The internal dataset included 337 patients from center 1, while external datasets comprised 76 patients from center 2 and 97 patients from center 3. For feature classification, areas under the receiver operating characteristic curves were 0.975, 0.898, and 0.940 for arterial phase hyper-enhancement; 0.803, 0.824, and 0.850 for washout; 0.759, 0.800, and 0.784 for capsule across three datasets. Three-class LI-RADS categorization among LR-3, LR-4 and LR-5 achieved accuracies of 80.6%, 74.1%, and 77.9%, respectively, surpassing comparison methods (58.6%-69.6%). LI-RADS categorization between LR-3 and combined LR-4/LR-5 achieved 95.2%, 88.2%, and 90.4% accuracies for the three datasets, respectively. The visualization provided detailed feature locations and patterns. Evi-LIRADS saved an average of 21.1 seconds per patient (58.8% of the time) compared with radiologists, excluding radiologists’ quality control time.

CONCLUSION

Following LI-RADS guidelines and radiologists’ decision-making process, Evi-LIRADS was developed through quantitative feature characterization, demonstrating good accuracy, robust generalization, improved efficiency, enhanced clinical relevance, and improved transparency.

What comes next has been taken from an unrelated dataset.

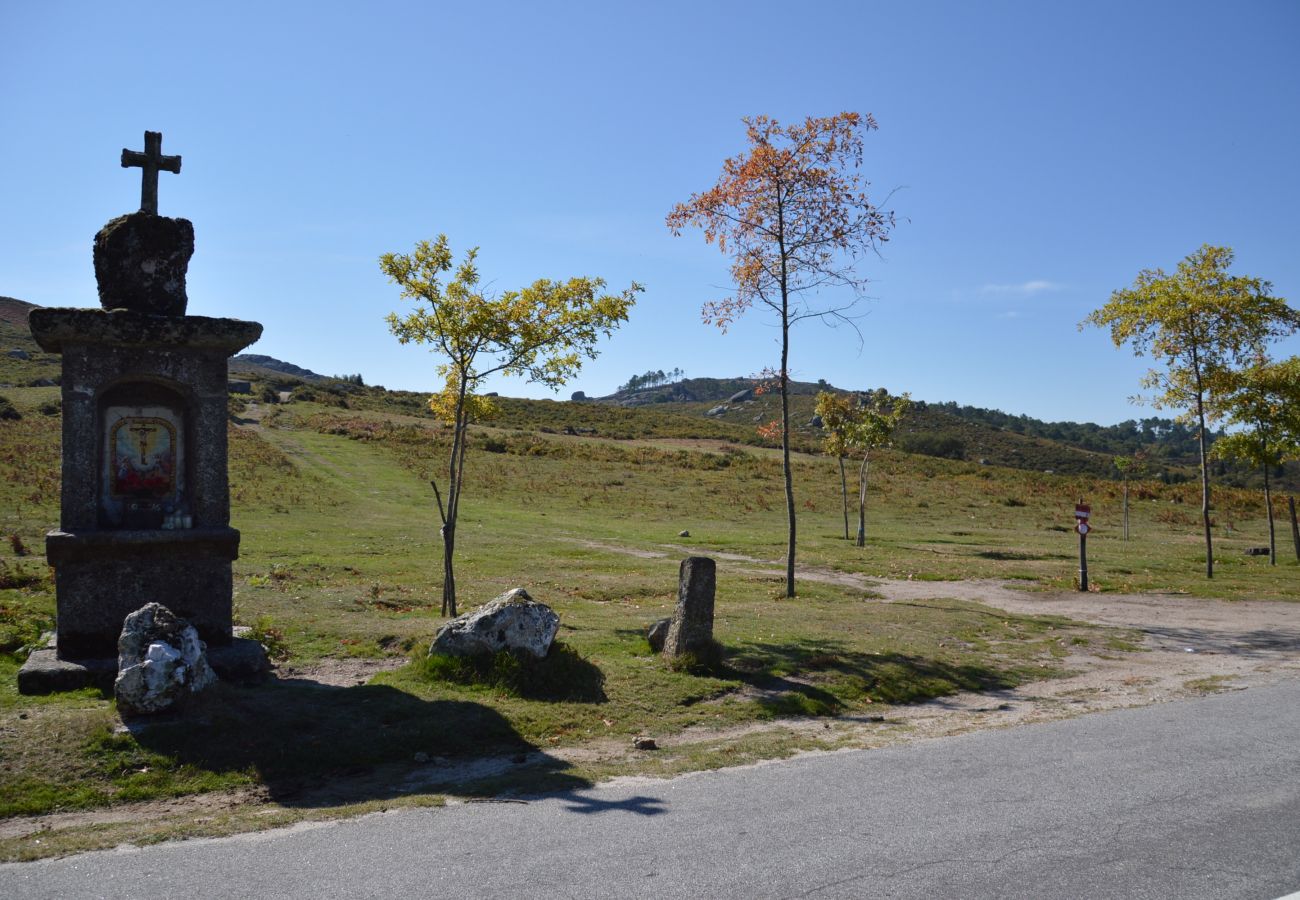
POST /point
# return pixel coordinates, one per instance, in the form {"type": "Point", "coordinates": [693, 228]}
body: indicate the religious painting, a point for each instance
{"type": "Point", "coordinates": [143, 458]}
{"type": "Point", "coordinates": [143, 466]}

Keywords: Liver Imaging Reporting and Data System; Hepatocellular carcinoma; Evidence-based radiologist-supervised automated Liver Imaging Reporting and Data System categorization; Quantitative feature characterization; Dynamic contrast-enhanced magnetic resonance imaging

Core Tip: This study developed transparent classifiers for three of the major Liver Imaging Reporting and Data System (LI-RADS) features: Arterial phase hyper-enhancement, washout, and capsule. Then, LI-RADS categories were assigned in accordance with the LI-RADS v2018 guidelines. By following LI-RADS guidelines and emulating the decision-making process of radiologists, the model achieved radiologist-supervised automated LI-RADS categorization, through specialized feature characterization algorithms that provide explicit evidence for feature classification, thereby improving transparency for radiologists and patients. Categorization among LI-RADS grade 3, 4 and 5 achieved accuracies of 80.6%, 74.1%, and 77.9% for the internal testing set and two external testing sets, respectively.